The president also said Putin had been “powerful” in his denial about interfering in the election.

But a declassified report from US intelligence agencies made public in January 2017 states, “Russian President Vladimir Putin ordered an influence campaign in 2016 aimed at the US presidential election. Russia’s goals were to undermine public faith in the US democratic process, denigrate Secretary [Hillary] Clinton, and harm her electability and potential presidency.”

The report adds, “We further assess Putin and the Russian Government developed a clear preference for President-elect Trump.”

During Monday’s press conference, Trump also once again claimed there’d been no collusion between the Kremlin and his campaign. Putin made similar claims at the time.
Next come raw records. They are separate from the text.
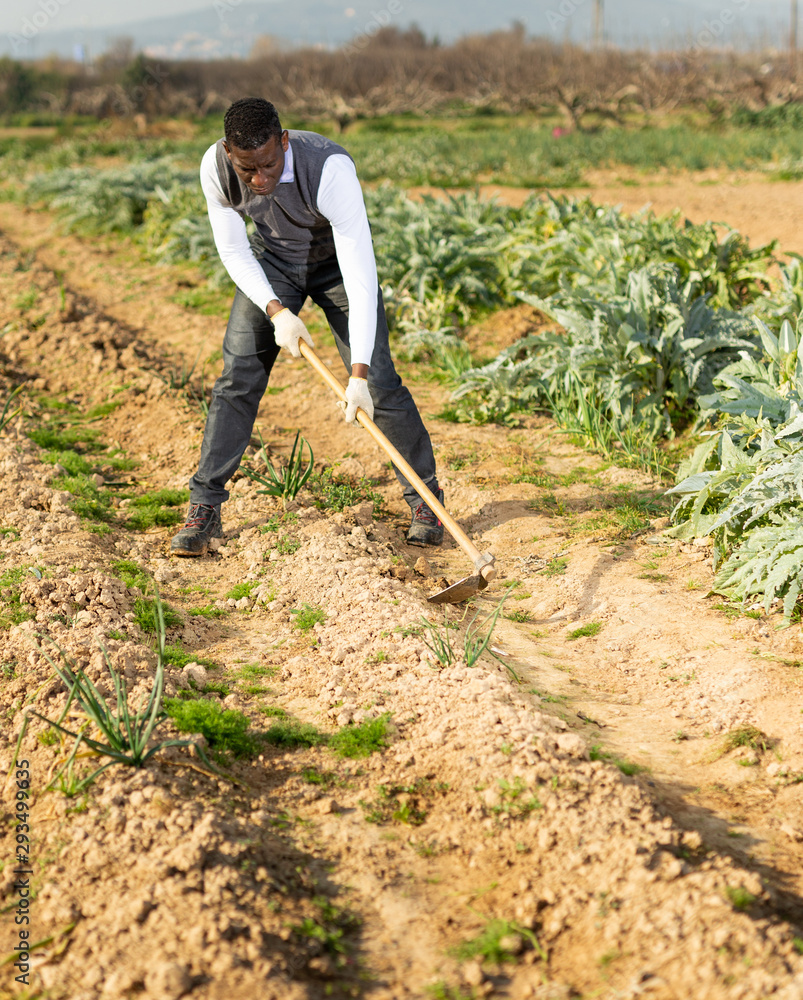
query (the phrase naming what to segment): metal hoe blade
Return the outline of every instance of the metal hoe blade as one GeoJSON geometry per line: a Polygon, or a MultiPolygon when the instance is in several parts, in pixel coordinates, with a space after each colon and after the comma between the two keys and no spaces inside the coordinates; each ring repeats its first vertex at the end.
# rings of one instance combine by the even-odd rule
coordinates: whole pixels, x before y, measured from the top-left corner
{"type": "Polygon", "coordinates": [[[429,604],[459,604],[461,601],[467,601],[469,597],[473,597],[479,591],[485,590],[487,586],[488,581],[485,577],[481,573],[476,573],[474,576],[466,576],[462,580],[458,580],[457,583],[453,583],[445,590],[439,590],[437,594],[428,597],[427,602],[429,604]]]}

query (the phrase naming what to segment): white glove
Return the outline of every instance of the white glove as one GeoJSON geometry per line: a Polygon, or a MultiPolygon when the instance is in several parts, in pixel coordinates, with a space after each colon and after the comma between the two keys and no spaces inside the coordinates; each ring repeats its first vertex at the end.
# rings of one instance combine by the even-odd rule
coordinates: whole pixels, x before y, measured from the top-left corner
{"type": "Polygon", "coordinates": [[[287,306],[274,313],[270,319],[273,323],[273,339],[279,347],[289,351],[294,358],[301,357],[299,340],[303,340],[310,347],[315,346],[303,321],[295,313],[291,313],[287,306]]]}
{"type": "Polygon", "coordinates": [[[364,378],[354,378],[352,375],[346,386],[346,402],[338,403],[338,406],[345,412],[347,424],[357,423],[358,406],[365,410],[371,420],[374,419],[374,401],[371,399],[368,383],[364,378]]]}

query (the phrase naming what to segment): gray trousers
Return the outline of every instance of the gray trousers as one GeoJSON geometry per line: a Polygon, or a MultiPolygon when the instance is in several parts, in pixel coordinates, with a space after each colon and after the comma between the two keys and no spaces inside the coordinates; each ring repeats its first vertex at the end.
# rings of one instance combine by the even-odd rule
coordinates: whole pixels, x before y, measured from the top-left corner
{"type": "MultiPolygon", "coordinates": [[[[283,305],[298,315],[309,296],[323,309],[346,371],[351,374],[348,298],[337,258],[288,264],[278,260],[259,242],[255,241],[254,247],[257,259],[283,305]]],[[[238,288],[223,338],[223,373],[212,390],[198,471],[190,479],[190,500],[193,503],[216,505],[228,500],[229,492],[225,484],[237,471],[243,452],[248,447],[259,403],[278,354],[279,348],[273,339],[273,323],[238,288]]],[[[435,491],[437,479],[432,443],[413,397],[402,385],[390,356],[381,289],[368,389],[374,403],[377,427],[426,486],[435,491]]],[[[320,392],[331,393],[331,389],[321,383],[320,392]]],[[[332,419],[336,417],[333,415],[332,419]]],[[[415,506],[419,502],[418,494],[395,466],[394,471],[403,487],[404,499],[411,507],[415,506]]]]}

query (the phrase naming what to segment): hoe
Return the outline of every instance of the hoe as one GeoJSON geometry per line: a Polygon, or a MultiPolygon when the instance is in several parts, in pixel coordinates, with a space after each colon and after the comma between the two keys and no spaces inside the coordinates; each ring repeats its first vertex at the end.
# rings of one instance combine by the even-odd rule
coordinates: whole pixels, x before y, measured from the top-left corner
{"type": "MultiPolygon", "coordinates": [[[[307,359],[307,361],[309,361],[324,382],[328,384],[329,388],[334,391],[338,399],[345,401],[345,389],[340,381],[321,361],[315,351],[313,351],[311,347],[308,347],[303,340],[299,341],[298,346],[301,349],[303,356],[307,359]]],[[[379,447],[387,452],[393,464],[400,469],[407,477],[407,480],[415,486],[421,499],[426,503],[430,510],[438,515],[440,520],[443,522],[443,526],[452,538],[454,538],[460,548],[466,553],[469,559],[471,559],[474,563],[474,573],[472,576],[466,576],[462,580],[458,580],[457,583],[453,583],[451,587],[447,587],[445,590],[440,590],[437,594],[433,594],[432,597],[428,598],[429,603],[459,604],[461,601],[466,601],[469,597],[473,597],[474,594],[478,593],[480,590],[484,590],[496,576],[494,556],[491,555],[490,552],[480,552],[457,521],[455,521],[451,514],[445,509],[443,504],[433,496],[431,490],[427,489],[421,478],[413,471],[410,465],[405,462],[398,451],[393,447],[390,441],[388,441],[382,431],[380,431],[364,410],[357,410],[357,422],[368,431],[379,447]]]]}

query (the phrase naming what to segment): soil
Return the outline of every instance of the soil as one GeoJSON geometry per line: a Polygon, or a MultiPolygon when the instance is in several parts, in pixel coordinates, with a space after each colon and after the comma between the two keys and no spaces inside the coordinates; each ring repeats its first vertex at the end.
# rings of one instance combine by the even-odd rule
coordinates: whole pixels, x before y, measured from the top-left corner
{"type": "MultiPolygon", "coordinates": [[[[631,206],[646,200],[627,191],[631,206]]],[[[701,191],[687,182],[683,198],[705,213],[719,188],[701,191]]],[[[743,202],[723,198],[741,228],[743,202]]],[[[783,213],[768,201],[769,232],[751,237],[788,223],[793,249],[795,198],[790,187],[783,213]]],[[[170,386],[199,345],[214,358],[224,324],[171,302],[178,280],[0,206],[0,399],[28,380],[0,436],[0,575],[24,569],[17,608],[32,616],[0,632],[0,996],[802,998],[800,626],[723,610],[710,550],[663,534],[662,484],[605,467],[543,418],[447,423],[447,391],[421,369],[407,381],[447,506],[499,570],[468,609],[426,603],[470,564],[449,541],[405,543],[384,455],[291,359],[258,422],[274,461],[301,428],[318,467],[378,481],[381,513],[366,500],[319,509],[308,492],[283,511],[239,476],[222,544],[201,559],[170,558],[174,528],[126,528],[125,500],[106,533],[92,530],[28,434],[58,423],[56,404],[79,416],[113,402],[89,426],[137,464],[121,472],[101,455],[99,482],[185,486],[203,415],[170,386]],[[69,657],[107,694],[111,664],[132,704],[153,684],[153,638],[120,560],[158,581],[179,619],[168,642],[197,658],[168,668],[167,695],[211,682],[223,690],[208,697],[257,733],[279,710],[324,732],[383,717],[388,745],[350,759],[263,742],[215,770],[174,746],[84,794],[47,790],[71,749],[39,718],[67,707],[54,664],[69,657]],[[250,595],[227,596],[243,582],[250,595]],[[495,656],[438,662],[422,616],[457,624],[440,634],[462,655],[467,626],[505,594],[495,656]],[[325,618],[305,632],[309,607],[325,618]],[[13,860],[23,725],[28,908],[13,860]],[[12,964],[21,928],[27,984],[12,964]]],[[[514,311],[485,332],[504,341],[535,322],[514,311]]],[[[202,392],[197,373],[191,384],[202,392]]],[[[11,588],[2,598],[0,614],[11,588]]],[[[158,738],[187,737],[164,723],[158,738]]]]}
Director of National Intelligence Dan Coats on Monday: ‘We have been clear in our assessments of Russian meddling’

After Trump’s performance at the Helsinki press conference, Director of National Intelligence Dan Coats issued a forceful statement on where the US intelligence community stands on Russian election interference.

“The role of the Intelligence Community is to provide the best information and fact-based assessments possible for the President and policymakers,” said Coats, the top US intelligence official. “We have been clear in our assessments of Russian meddling in the 2016 election and their ongoing, pervasive efforts to undermine our democracy.”

Trump at the White House on Tuesday: ‘I don’t see anyreason why it wouldn’t be Russia’

After returning to the US, Trump on Tuesday claimed he’d misspoke during his press conference with Putin.

The president said he’d meant to say he didn’t see any reason why it “wouldn’t” have been Russia that interfered in the election.

“In a key sentence in my remarks I said the word ‘would’ instead of ‘wouldn’t,'” Trump said.

“The sentence should have been: ‘I don’t see any reason why it wouldn’t be Russia,'” he added. “Sort of a double negative.”

Trump further stated he accepted the intelligence community’s conclusion Russia interfered in the election, though he added that it could be “other people also.”

Trump at the White House on Wednesday: Russia is not planning future attacks on US elections

TrumpMark Wilson/Getty ImagesTrump on Wednesday suggested Russia is not planning future attacks on US elections.

On Wednesday, Trump responded “no” when questioned by a reporter if Russia was planning future attacks on the US electoral system.

This contradicted statements made by Coats earlier in the week.

White House press secretary Sarah Sanders on Wednesday: Trump didn’t mean to say Russia isn’t planning attacks

At Wednesday’s press briefing, Sanders said Trump did not claim Russia isn’t planning future attacks on US elections, claiming he was saying “no” to questions from reporters.

“I’m interpreting what the president said, I’m not reversing it,” Sanders told NBC News’s Hallie Jackson. “I was in the room as well and I didn’t take it the way you did.”

Homeland Security chief Kirstjen Nielsen on Thursday: Russia didn’t interfere to help Trump

During an interview at the Aspen Security Forum on Thursday, Nielsen said she believed the US intelligence community’s assessment that Russia meddled in the 2016 presidential election, but she questioned whether it did so to aid Trump’s chances of winning.

“I haven’t seen any evidence that the attempts to interfere in our election infrastructure was to favour a particular political party,” Nielsen said.

As noted above, the US intelligence community explicitly concluded that Russia, under the direction of Putin, meddled in the election to bolster Trump’s chances of winning.